Piero Rismondo
Piero Rismondo (* 15. Februar 1905 in Triest, Österreich-Ungarn; † 9. Februar 1989 in Klagenfurt am Wörthersee) war ein Schriftsteller, Theaterdirektor, Regisseur und Journalist.
Leben
Pieros Eltern waren Karoline Flohr und Antonio Rismondo, Eigentümer und Generaldirektor der österreichischen Dampfschifffahrtsgesellschaft „Navigatione Fratelli Rismondo“, die spätere Schifffahrtsgesellschaft „Dalmatia“. Piero wuchs in Wien auf und begann seine journalistische Laufbahn in den 1920er Jahren.
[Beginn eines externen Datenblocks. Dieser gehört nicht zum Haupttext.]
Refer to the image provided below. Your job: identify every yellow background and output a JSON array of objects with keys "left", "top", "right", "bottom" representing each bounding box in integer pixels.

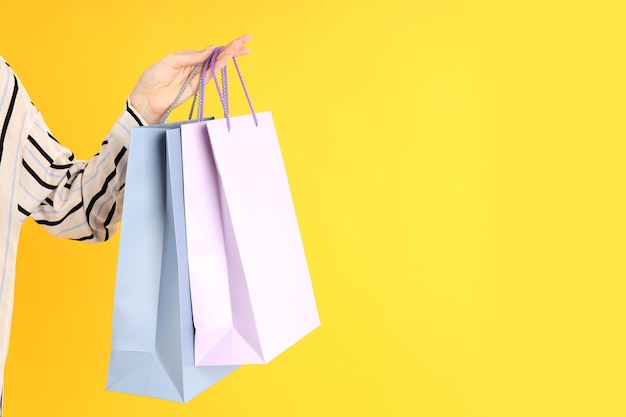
[{"left": 0, "top": 0, "right": 626, "bottom": 417}]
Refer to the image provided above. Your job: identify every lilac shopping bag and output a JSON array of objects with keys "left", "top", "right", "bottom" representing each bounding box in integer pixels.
[{"left": 181, "top": 51, "right": 320, "bottom": 366}]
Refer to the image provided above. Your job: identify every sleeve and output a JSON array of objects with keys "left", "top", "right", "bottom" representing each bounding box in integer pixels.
[{"left": 18, "top": 102, "right": 145, "bottom": 243}]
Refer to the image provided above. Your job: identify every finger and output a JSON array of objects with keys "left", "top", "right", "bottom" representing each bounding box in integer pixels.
[
  {"left": 222, "top": 35, "right": 252, "bottom": 56},
  {"left": 168, "top": 46, "right": 215, "bottom": 67}
]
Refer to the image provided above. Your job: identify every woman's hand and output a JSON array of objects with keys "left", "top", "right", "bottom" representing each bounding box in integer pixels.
[{"left": 129, "top": 35, "right": 252, "bottom": 124}]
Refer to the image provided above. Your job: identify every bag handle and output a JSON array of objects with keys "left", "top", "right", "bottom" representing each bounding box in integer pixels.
[
  {"left": 198, "top": 46, "right": 259, "bottom": 131},
  {"left": 161, "top": 46, "right": 259, "bottom": 127}
]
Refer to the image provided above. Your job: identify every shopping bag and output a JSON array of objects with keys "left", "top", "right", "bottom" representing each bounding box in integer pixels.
[
  {"left": 107, "top": 119, "right": 236, "bottom": 402},
  {"left": 181, "top": 50, "right": 320, "bottom": 366}
]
Rismondos Stück “Grillparzer. Fünf Alte aus einem österreichischen Drama” (Neufassung 1947 unter dem Titel “Der Herr Hofrat. Fünf Akte aus dem Leben Grillparzers”) wurde 1936 im Theater „Die Komödie“ in der Johannesgasse (der späteren “Insel”, dem heutigen Metro-Kino) mit Schauspielern des Volkstheaters uraufgeführt, das Rismondo in der Absicht geschrieben hatte, in einer Zeit wachsender Bedrohung Österreichs durch den Nationalsozialismus am Beispiel einiger Stationen im Leben des österreichischen Dichters Franz Grillparzers eine Art österreichisches Diagramm zu geben.[1] Darauf deutete auch der ursprüngliche Untertitel, “… aus einem österreichischen Drama”, hin. In dieser Absicht wurden einige Figuren zu Symbolen synthetisiert (der Baron, der Hofrat) und bewusst einige Anachronismen konstruiert.[2]
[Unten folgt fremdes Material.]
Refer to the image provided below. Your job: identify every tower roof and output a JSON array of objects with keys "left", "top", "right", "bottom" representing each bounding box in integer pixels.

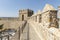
[{"left": 42, "top": 4, "right": 55, "bottom": 12}]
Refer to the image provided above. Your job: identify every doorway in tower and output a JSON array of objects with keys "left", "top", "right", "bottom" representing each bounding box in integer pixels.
[{"left": 22, "top": 15, "right": 24, "bottom": 21}]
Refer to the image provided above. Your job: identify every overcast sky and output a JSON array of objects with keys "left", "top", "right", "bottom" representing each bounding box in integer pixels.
[{"left": 0, "top": 0, "right": 60, "bottom": 17}]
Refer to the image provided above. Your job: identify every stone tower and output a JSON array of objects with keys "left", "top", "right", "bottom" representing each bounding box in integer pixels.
[{"left": 19, "top": 9, "right": 33, "bottom": 21}]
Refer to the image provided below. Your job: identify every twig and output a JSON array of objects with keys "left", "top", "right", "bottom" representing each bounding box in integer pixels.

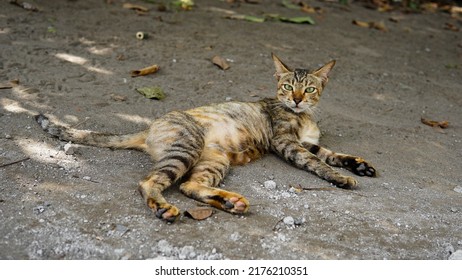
[{"left": 0, "top": 157, "right": 30, "bottom": 168}]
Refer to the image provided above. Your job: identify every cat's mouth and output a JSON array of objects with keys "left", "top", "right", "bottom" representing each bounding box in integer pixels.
[{"left": 287, "top": 104, "right": 308, "bottom": 113}]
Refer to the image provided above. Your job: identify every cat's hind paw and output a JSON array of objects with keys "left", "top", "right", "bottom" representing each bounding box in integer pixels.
[
  {"left": 342, "top": 157, "right": 377, "bottom": 177},
  {"left": 330, "top": 176, "right": 358, "bottom": 190}
]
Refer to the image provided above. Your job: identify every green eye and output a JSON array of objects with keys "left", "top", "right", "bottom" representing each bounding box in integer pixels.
[
  {"left": 305, "top": 87, "right": 316, "bottom": 93},
  {"left": 282, "top": 84, "right": 294, "bottom": 91}
]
Ab 1938 lebte Rismondo in der Emigration in Jugoslawien, von 1945 bis 1952 war er Schauspielleiter und Regisseur des Narodno Kazalište (Teatro Verdi) in Rijeka, ab 1952 lebte er wieder in Wien.
Rismondo galt als „Antifaschist der ersten Stunde“[3], „Altösterreicher“, „Doyen der Wiener Theaterkritiker“. „Piero, il Grande“ wurde Piero Rismondo in der Presse bezeichnet, deren Kulturredakteur und Leiter der Kulturabteilung er von 1954 bis 1978 war. 1954 bis 1961 war er dort Kultur- und Literaturredakteur, von 1961 bis 1970 Theaterkritiker und Feuilletonist. Rismondo verfasste bis zu seinem Ableben 1989 Theaterkritiken für das Theatermagazin Die Bühne. Die letzte Kritik erschien zur Uraufführung von Heldenplatz von Thomas Bernhard.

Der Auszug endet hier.